4.2 Les pigments comme marqueurs de dégradation de la matière organique estuarienne
Veyssy et al. [23] ont calculé que les apports fluviaux de MOP à l'estuaire de la Gironde provenaient pour plus de 90 % des sols, dont environ la moitié était constituée de litières (débris de feuilles partiellement dégradées) lessivées par les premières crues d'automne. Le matériel phytoplanctonique représente environ 10 % des apports totaux de MOP. Dans le BV, ces différents matériels se mélangent et sont dégradés à des vitesses variables selon leur nature biochimique [9]. Modéliser les processus biogéochimiques estuariens et les niveaux d'oxygénation de l'estuaire, en réponse aux perturbations anthropiques sur les bassins versants (eutrophisation et érosion), est aujourd'hui une priorité [22]. Or, une telle démarche passe par une bonne connaissance des cinétiques de dégradation des différents pools de MOP par la population bactérienne du BV. Nous avons ici mesuré la dégradation de chlorophytes à différentes turbidités. Les cinétiques obtenues sur les pigments peuvent servir de modèle pour la totalité du matériel de la chlorophycée. Ainsi, la lutéine est-elle dégradée à la même vitesse que le COP par les bactéries libres du réacteur RC (K1=0,03). L'effet de la turbidité ne pouvant être obtenu directement sur la totalité du COP du fait de la dilution avec le COP du BV, nous le déterminons ici à partir des pigments et nous pouvons supposer qu'il est le même pour tout le matériel algal. Pour confirmer cette hypothèse, les cinétiques de dégradation d'autres matériels organiques provenant notamment de litières et d'autres souches phytoplanctoniques seront établies.
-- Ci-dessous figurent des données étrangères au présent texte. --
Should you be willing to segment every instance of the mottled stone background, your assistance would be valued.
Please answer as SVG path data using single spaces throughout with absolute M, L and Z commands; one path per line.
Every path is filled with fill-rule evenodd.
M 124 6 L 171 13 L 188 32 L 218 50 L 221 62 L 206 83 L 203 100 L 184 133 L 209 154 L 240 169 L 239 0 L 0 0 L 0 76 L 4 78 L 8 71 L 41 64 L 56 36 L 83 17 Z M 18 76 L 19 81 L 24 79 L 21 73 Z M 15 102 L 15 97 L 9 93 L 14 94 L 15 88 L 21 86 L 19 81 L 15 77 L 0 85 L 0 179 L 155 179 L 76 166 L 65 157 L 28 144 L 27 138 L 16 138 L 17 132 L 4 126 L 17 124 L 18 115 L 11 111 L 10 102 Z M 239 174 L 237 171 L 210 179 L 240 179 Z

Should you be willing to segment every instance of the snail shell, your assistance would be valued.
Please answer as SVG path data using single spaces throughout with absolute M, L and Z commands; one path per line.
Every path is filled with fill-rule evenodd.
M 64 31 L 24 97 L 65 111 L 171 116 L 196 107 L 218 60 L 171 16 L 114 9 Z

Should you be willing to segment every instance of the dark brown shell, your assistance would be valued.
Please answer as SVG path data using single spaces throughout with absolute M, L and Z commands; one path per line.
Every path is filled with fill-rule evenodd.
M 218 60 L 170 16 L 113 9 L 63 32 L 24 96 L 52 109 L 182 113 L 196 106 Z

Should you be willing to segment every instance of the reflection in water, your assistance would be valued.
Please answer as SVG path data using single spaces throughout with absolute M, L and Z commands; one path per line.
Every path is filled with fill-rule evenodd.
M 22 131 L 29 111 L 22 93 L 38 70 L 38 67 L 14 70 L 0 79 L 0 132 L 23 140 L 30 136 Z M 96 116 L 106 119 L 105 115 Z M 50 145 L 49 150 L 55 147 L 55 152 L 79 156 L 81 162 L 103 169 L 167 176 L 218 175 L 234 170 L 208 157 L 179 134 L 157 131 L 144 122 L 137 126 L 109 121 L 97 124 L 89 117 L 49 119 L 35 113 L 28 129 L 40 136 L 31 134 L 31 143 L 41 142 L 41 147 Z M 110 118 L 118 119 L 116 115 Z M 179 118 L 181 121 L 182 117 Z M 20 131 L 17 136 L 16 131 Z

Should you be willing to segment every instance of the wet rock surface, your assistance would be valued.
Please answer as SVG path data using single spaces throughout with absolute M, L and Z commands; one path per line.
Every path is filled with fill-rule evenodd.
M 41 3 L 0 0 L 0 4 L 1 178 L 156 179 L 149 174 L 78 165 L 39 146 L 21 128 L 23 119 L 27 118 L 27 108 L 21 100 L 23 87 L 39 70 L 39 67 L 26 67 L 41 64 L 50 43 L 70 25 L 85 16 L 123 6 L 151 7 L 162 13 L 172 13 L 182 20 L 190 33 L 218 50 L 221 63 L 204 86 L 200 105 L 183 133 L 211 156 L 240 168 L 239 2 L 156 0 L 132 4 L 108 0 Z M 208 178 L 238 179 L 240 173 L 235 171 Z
Bianchi et Findlay [2] ont déterminé les cinétiques de dégradation dans le BV de l'estuaire de l'Hudson de ces mêmes pigments, mais issues de quatre macrophytes. Ils obtiennent des constantes de dégradation d'ordre 1 (K1) comprises entre 0,02 et 0,07 j−1 pour les chlorophylles a et b et entre 0,01 et 0,04 j−1 pour la lutéine. Ces valeurs sont similaires à celles que nous obtenons dans le réacteur RC, où seules les bactéries libres sont présentes, et de 5 à 10 fois inférieures à ce que nous obtenons en présence de particules du BV (Tableau 2). Toutefois, il est fort probable que nous obtiendrions aussi des cinétiques de dégradation plus lentes pour des pigments issus de litières qui, comme pour les macrophytes, sont protégés par des tissus plus résistants à la biodégradation.